Another interesting category is the “Unsure” category (i.e., the model is unsure about whether a user will churn or not [probability ~0.5]). You can see, for example, that the user does not have an active status and does not receive fashion news, but has an active club member status. The user also has several past transactions, taking place in 6-7 month intervals. Considering these contradictory signals, the model signals that it is unsure about whether this particular user will churn or not, with a small tendency to churn:

**\

Global Explainability**

Contribution Score

Kumo scores the importance of entire tables and individual columns, showing their impact on final predictions. To enable the analysis of each table columns’ effect on the overall prediction, Kumo provides the variation of predictions of all columns across all your Kumo tables.

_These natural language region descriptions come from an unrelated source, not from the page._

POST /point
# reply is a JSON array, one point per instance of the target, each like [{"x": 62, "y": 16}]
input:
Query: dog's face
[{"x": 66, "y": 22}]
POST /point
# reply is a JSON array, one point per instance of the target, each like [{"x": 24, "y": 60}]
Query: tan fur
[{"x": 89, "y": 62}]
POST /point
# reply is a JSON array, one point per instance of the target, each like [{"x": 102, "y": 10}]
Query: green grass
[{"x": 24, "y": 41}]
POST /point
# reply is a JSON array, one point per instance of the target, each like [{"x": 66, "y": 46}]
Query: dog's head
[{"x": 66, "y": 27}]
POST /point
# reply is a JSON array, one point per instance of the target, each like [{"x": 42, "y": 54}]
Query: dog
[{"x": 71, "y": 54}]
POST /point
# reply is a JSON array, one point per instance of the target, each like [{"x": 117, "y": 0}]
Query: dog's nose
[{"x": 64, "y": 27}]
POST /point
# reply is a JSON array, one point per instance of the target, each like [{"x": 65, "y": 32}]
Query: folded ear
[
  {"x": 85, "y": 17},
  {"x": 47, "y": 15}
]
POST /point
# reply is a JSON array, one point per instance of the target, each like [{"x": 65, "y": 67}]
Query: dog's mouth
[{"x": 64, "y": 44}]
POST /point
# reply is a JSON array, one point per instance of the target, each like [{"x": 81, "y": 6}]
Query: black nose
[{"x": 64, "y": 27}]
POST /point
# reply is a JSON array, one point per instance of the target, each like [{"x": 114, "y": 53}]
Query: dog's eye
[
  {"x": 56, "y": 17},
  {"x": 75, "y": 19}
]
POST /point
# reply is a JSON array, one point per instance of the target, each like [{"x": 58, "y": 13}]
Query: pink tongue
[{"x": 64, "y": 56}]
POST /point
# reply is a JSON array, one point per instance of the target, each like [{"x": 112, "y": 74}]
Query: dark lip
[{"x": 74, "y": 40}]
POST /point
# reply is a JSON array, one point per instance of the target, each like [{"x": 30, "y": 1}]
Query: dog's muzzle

The percentages in the Variation of Predictions column indicate how each respective column contributes to your end predictions, calculated based on the variance of these predictions relative to the underlying columns (i.e., based on both ground truth labels and predictions).

Detecting Data Leakage

Columns with variation of prediction values dramatically higher than any others may be symptoms of data leakage, a common cause of poor accuracy at prediction time. Data leakage occurs during training when the model has access to information directly correlated to the target value being predicted, but not actually known yet at the time of prediction.

For example, if you are predicting whether a customer will churn in the next 30 days and you have a column indicating whether the customer will cancel their subscription in the next 30 days, this would constitute both target leakage and future information leakage; in this case, you would look for an excessively high contribution score for this column.

Column Analysis

Clicking a column provides a distribution plot comparing model predictions and actual labels in the holdout data split. This helps identify:

  • Bias in model predictions across different entity populations.
  • Feature Importance and its effect on prediction outcomes.
  • Potential Data Gaps requiring additional feature engineering or dataset improvements.

By understanding column-level contributions, data scientists can refine predictive queries to improve accuracy and interpretability.